We have little to say of Macmillan, for the number contains little. There is " Ravenshoe," in which Henry Kingsley seems to be developing, in the description of Lord Welter and Adelaide, a power one would not have thought to belong to the man who wrote the first volume of Geoffery Hamlyn, and which one day, when he will think out a work artistically from the beginning, and adopt a machinery less intolerable than the priestly machinations employed here, may place him in the front rank of our few enduring novelists. " Tom Brown" also contributes one of those racy genial stories, which all sound minds love and appreciate from his pen without knowing critically why, unless it be that the realism of his stories contrives to appeal to the imagination as realism has no proper business to do, but there is little else in the magazine, for the padding is below the average. The poem on the death of Vans Agnew and Anderson, called, for some occult reason, "Britain's Earnest Money," is poor, very poor, and the writer has missed the most poetic scene in the story, the march of the conquering army up the breach bearing the bodies of the slain Englishmen. One does not expect either to find much of this sort of thing in Macmillan :

" Yet, the great heavens are always here: Above the glimmer of the Thames One sees their purple hemisphere Still writ with old heraldic flames; " Still heaving, soaring, toward the noon Of night, while we below sit mute, And feel as in some vast balloon When all the earth is parachute."

Very sick, that is, we should think. What in the name of common sense does this metaphor mean ?—

" That is the hour ! along the floors Of life it speaks the very din And thunder of the dungeon doors That shut another captive in."

What are the floors of life ? Why are they uncarpeted, that they, of all possible sections of life, should make a din when the great bell of St. Paul's shuts some undiscoverable dungeon doors ?—We must not pass over wholly, however, a fine appeal in Macmillan for a new and practical charity, a country hospital for convalescent children. The street children of London, when sick, are most of them received into hospitals,where they are admirably treated, but they must of course make room for new patients, and it is in the convalescent stage that they suffer most.. The crowded alley soon undoes all the well-ma- naged hospital has effected. To meet this form of misery a child's convalescent hospital has been established at Mitcham, said by the writer to be admirably managed. He does not, however, describe it, its means, or its prospects, but simply bids the inquisitive go and see—excellent advice for the reader, and perhaps not unpalatable to the laziness of the writer, who ought to have done the work he tells the reader to do.

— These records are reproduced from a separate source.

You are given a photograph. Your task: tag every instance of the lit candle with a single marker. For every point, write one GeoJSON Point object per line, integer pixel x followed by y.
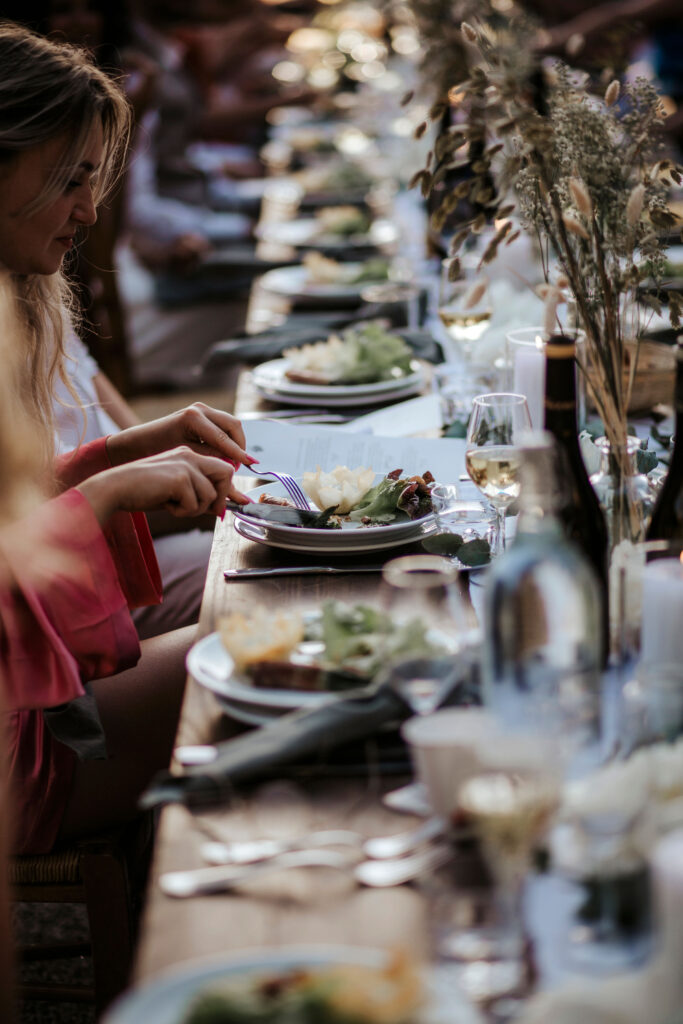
{"type": "Point", "coordinates": [662, 632]}
{"type": "Point", "coordinates": [528, 376]}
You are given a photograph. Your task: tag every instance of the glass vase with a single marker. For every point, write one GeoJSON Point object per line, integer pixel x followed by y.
{"type": "Point", "coordinates": [626, 495]}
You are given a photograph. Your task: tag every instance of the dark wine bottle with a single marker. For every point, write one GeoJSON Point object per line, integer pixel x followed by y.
{"type": "Point", "coordinates": [667, 521]}
{"type": "Point", "coordinates": [582, 517]}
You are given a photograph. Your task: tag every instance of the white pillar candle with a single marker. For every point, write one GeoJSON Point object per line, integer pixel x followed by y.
{"type": "Point", "coordinates": [662, 630]}
{"type": "Point", "coordinates": [528, 377]}
{"type": "Point", "coordinates": [667, 970]}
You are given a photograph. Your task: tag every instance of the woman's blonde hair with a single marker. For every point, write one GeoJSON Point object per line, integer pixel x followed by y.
{"type": "Point", "coordinates": [49, 90]}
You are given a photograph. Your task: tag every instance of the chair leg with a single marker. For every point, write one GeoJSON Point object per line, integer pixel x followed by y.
{"type": "Point", "coordinates": [111, 918]}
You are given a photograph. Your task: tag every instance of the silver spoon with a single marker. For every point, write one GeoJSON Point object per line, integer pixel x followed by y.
{"type": "Point", "coordinates": [379, 873]}
{"type": "Point", "coordinates": [204, 881]}
{"type": "Point", "coordinates": [251, 851]}
{"type": "Point", "coordinates": [396, 846]}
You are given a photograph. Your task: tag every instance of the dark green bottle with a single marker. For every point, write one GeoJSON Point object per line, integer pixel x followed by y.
{"type": "Point", "coordinates": [582, 517]}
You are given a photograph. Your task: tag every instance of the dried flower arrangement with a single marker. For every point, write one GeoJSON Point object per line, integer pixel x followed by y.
{"type": "Point", "coordinates": [581, 172]}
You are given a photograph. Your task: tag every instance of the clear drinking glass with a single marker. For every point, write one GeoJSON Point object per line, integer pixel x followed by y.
{"type": "Point", "coordinates": [495, 430]}
{"type": "Point", "coordinates": [465, 527]}
{"type": "Point", "coordinates": [422, 595]}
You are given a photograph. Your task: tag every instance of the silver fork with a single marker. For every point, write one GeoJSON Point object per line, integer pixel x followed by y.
{"type": "Point", "coordinates": [289, 483]}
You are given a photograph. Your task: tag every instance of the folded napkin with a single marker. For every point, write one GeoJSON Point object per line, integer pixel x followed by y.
{"type": "Point", "coordinates": [288, 740]}
{"type": "Point", "coordinates": [302, 330]}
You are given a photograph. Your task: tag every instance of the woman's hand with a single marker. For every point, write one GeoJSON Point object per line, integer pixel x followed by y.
{"type": "Point", "coordinates": [206, 430]}
{"type": "Point", "coordinates": [182, 481]}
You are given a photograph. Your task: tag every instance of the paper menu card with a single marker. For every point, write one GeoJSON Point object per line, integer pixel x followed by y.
{"type": "Point", "coordinates": [295, 450]}
{"type": "Point", "coordinates": [419, 415]}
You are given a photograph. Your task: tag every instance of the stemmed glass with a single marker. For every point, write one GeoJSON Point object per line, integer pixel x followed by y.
{"type": "Point", "coordinates": [421, 594]}
{"type": "Point", "coordinates": [492, 459]}
{"type": "Point", "coordinates": [510, 811]}
{"type": "Point", "coordinates": [464, 308]}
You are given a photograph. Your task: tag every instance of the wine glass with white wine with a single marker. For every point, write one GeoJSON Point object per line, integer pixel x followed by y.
{"type": "Point", "coordinates": [496, 426]}
{"type": "Point", "coordinates": [464, 307]}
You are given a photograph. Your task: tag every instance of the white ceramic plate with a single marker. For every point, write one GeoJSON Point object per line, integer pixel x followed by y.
{"type": "Point", "coordinates": [271, 376]}
{"type": "Point", "coordinates": [352, 398]}
{"type": "Point", "coordinates": [167, 997]}
{"type": "Point", "coordinates": [352, 536]}
{"type": "Point", "coordinates": [258, 535]}
{"type": "Point", "coordinates": [210, 665]}
{"type": "Point", "coordinates": [305, 231]}
{"type": "Point", "coordinates": [295, 283]}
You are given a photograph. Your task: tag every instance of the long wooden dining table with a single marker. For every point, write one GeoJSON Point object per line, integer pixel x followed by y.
{"type": "Point", "coordinates": [309, 906]}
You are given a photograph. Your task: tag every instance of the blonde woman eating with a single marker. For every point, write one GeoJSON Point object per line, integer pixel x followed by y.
{"type": "Point", "coordinates": [90, 712]}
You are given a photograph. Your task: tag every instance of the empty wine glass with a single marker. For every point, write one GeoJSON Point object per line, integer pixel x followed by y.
{"type": "Point", "coordinates": [422, 596]}
{"type": "Point", "coordinates": [496, 426]}
{"type": "Point", "coordinates": [510, 811]}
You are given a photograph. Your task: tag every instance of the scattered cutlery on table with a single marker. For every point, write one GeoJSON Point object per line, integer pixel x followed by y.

Two new publications have been issued this month, of some merit.

One, called Bey's Hibernian Sixpenny Magazine, is remarkable for very fresh stories, and for verses as good as Irish verses seem always to be. The Irish have a genius for song-writing, and wretched prints like the Nation frequently publish songs of considerable force and

i beauty. The other is the Industrial Record, a magazine started to explain and enforce co-operative ideas. It is well done, in a mode- rate but very decided spirit, and marked with many flashes of clear sense and right feeling.